I have written a script that will keep itself up to date by downloading the latest version from a website and overwriting the running script.
I am not sure what the best way to restart the script after it has been updated.
Any ideas?
I don't really want to have a separate update script.
oh and it has to work on both linux/windows too.
In Linux, or any other form of unix, os.execl and friends are a good choice for this -- you just need to re-exec sys.executable with the same parameters it was executed with last time (sys.argv, more or less) or any variant thereof if you need to inform your next incarnation that it's actually a restart. On Windows, os.spawnl (and friends) is about the best you can do (though it will transiently take more time and memory than os.execl and friends would during the transition).
The CherryPy project has code that restarts itself. Here's how they do it:
args = sys.argv[:]
self.log('Re-spawning %s' % ' '.join(args))
args.insert(0, sys.executable)
if sys.platform == 'win32':
args = ['"%s"' % arg for arg in args]
os.chdir(_startup_cwd)
os.execv(sys.executable, args)
I've used this technique in my own code, and it works great. (I didn't bother to do the argument-quoting step on windows above, but it's probably necessary if arguments could contain spaces or other special characters.)
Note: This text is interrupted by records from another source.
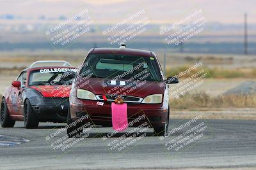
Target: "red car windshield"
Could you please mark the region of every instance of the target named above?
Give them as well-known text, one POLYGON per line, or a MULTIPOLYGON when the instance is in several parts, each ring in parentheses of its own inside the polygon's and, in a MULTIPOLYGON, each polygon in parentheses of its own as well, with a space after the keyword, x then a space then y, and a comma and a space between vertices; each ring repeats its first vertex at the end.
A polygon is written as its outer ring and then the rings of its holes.
POLYGON ((92 53, 87 57, 79 74, 92 77, 161 81, 160 69, 154 57, 92 53))
POLYGON ((30 72, 29 85, 70 85, 77 70, 69 68, 47 68, 30 72))

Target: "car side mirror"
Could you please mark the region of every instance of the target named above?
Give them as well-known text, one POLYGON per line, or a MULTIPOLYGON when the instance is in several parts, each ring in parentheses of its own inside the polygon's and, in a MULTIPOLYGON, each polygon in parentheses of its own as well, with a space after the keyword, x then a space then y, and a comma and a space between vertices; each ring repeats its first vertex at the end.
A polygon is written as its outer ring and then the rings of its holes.
POLYGON ((67 71, 63 73, 63 75, 66 75, 67 76, 65 79, 73 79, 75 78, 76 76, 76 73, 74 71, 67 71))
POLYGON ((19 88, 19 87, 20 87, 20 81, 13 81, 12 83, 12 85, 13 87, 19 88))
POLYGON ((175 76, 168 77, 166 80, 164 80, 166 84, 174 84, 179 83, 179 79, 175 76))

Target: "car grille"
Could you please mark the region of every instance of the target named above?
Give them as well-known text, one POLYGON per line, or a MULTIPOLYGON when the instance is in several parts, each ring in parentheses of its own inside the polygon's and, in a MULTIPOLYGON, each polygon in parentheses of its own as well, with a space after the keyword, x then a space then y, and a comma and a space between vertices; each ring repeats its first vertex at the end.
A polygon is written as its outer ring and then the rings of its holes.
MULTIPOLYGON (((111 95, 111 94, 106 95, 108 101, 114 101, 117 96, 118 96, 117 95, 111 95)), ((97 95, 96 97, 99 101, 104 101, 102 95, 97 95)), ((143 100, 143 98, 135 96, 123 96, 123 97, 124 97, 124 102, 125 103, 141 103, 143 100)))
POLYGON ((46 105, 58 105, 68 103, 68 97, 44 97, 44 103, 46 105))

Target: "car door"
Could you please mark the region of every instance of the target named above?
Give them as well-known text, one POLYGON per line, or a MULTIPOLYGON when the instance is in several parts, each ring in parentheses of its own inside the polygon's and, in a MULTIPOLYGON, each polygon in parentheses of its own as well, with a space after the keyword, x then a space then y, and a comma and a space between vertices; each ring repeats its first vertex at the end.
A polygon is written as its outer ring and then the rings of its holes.
POLYGON ((26 81, 27 80, 26 72, 22 72, 17 79, 17 81, 20 81, 20 87, 13 87, 11 94, 10 101, 12 104, 11 112, 13 116, 22 117, 23 111, 22 110, 22 92, 26 86, 26 81))

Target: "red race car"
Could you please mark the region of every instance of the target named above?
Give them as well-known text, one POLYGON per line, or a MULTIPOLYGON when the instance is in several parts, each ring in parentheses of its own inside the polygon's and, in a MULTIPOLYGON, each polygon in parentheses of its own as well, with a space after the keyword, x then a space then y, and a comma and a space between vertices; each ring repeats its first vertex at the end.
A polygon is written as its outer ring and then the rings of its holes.
POLYGON ((77 72, 66 61, 33 63, 4 92, 1 104, 1 126, 12 127, 15 121, 24 121, 29 129, 36 128, 40 122, 65 122, 71 84, 77 72))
I think the best solution whould be something like this:
Your normal program:
...
# ... part that downloaded newest files and put it into the "newest" folder
from subprocess import Popen
Popen("/home/code/reloader.py", shell=True) # start reloader
exit("exit for updating all files")
The update script: (e.g.: home/code/reloader.py)
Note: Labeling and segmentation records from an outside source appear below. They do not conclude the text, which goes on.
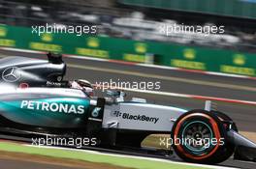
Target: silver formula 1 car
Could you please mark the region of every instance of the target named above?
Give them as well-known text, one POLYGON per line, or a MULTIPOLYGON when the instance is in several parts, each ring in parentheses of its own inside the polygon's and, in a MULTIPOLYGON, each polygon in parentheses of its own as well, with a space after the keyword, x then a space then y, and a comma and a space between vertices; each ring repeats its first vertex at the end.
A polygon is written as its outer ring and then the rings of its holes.
MULTIPOLYGON (((62 86, 10 89, 7 84, 19 83, 14 79, 22 79, 21 83, 31 85, 35 83, 25 77, 45 77, 42 72, 37 74, 37 69, 27 73, 19 62, 26 62, 25 68, 32 70, 40 68, 41 64, 52 65, 50 61, 34 61, 37 64, 33 65, 29 59, 16 57, 15 60, 18 61, 15 66, 7 62, 8 59, 0 64, 5 81, 0 90, 1 132, 80 135, 97 138, 97 146, 133 148, 140 148, 147 135, 164 133, 171 135, 172 150, 186 161, 218 163, 234 152, 237 158, 255 160, 255 144, 238 133, 230 117, 211 110, 210 101, 206 101, 203 109, 185 110, 147 103, 144 99, 125 100, 121 91, 109 91, 105 98, 97 98, 81 89, 62 86), (15 75, 5 76, 6 71, 15 75)), ((53 74, 63 76, 63 73, 53 74)))

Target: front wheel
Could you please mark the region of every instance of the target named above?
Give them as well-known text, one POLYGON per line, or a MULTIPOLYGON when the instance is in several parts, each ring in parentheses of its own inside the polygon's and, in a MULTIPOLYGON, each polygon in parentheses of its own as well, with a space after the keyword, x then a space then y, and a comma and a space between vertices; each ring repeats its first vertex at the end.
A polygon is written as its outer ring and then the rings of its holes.
POLYGON ((214 114, 206 110, 192 110, 181 115, 175 123, 172 134, 176 154, 185 161, 219 163, 233 154, 227 149, 227 128, 214 114), (223 157, 227 150, 229 155, 223 157))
from shutil import copy2, rmtree
from sys import exit
# maybie you could do this automatic:
copy2("/home/code/newest/file1.py", "/home/code/") # copy file
copy2("/home/code/newest/file2.py", "/home/code/")
copy2("/home/code/newest/file3.py", "/home/code/")
...
rmtree('/home/code/newest') # will delete the folder itself
Popen("/home/code/program.py", shell=True) # go back to your program
exit("exit to restart the true program")
I hope this will help you.
The cleanest solution is a separate update script!
Run your program inside it, report back (when exiting) that a new version is available. This allows your program to save all of its data, the updater to apply the update, and run the new version, which then loads the saved data and continues. To the user this can be completely transparent, as they just run the updater-shell which runs the real program.
To additionally support script calls with Python's "-m" parameter the following can be used (based on the Alex's answer; Windows version):
os.spawnl(os.P_WAIT, sys.executable, *([sys.executable] +
(sys.argv if __package__ is None else ["-m", __loader__.name] + sys.argv[1:])))
sys.exit()
Main File:
if __name__ == '__main__':
if os.path.isfile('__config.py'):
print 'Development'
push.update_server()
else:
e = update.check()
if not e: sys.exit()
Update File:
def check():
e = 1.....perform checks, if something needs updating, e=0;
if not e:
os.system("python main.pyw")
return e
Here's the logic:
Main program calls the update function
1) If the update function needs to update, than it updates and calls a new instances of "main"
Then the original instance of "main" exits.
2) If the update function does not need to update, then "main" continues to run
Wouldn't it just be easier to do something like
Very simple, no extra imports needed, and compatible with any OS depending on what you put in the os.system field
def restart_program():
print("Restarting Now...")
os.system('your program here')
You can use reload(module) to reload a module.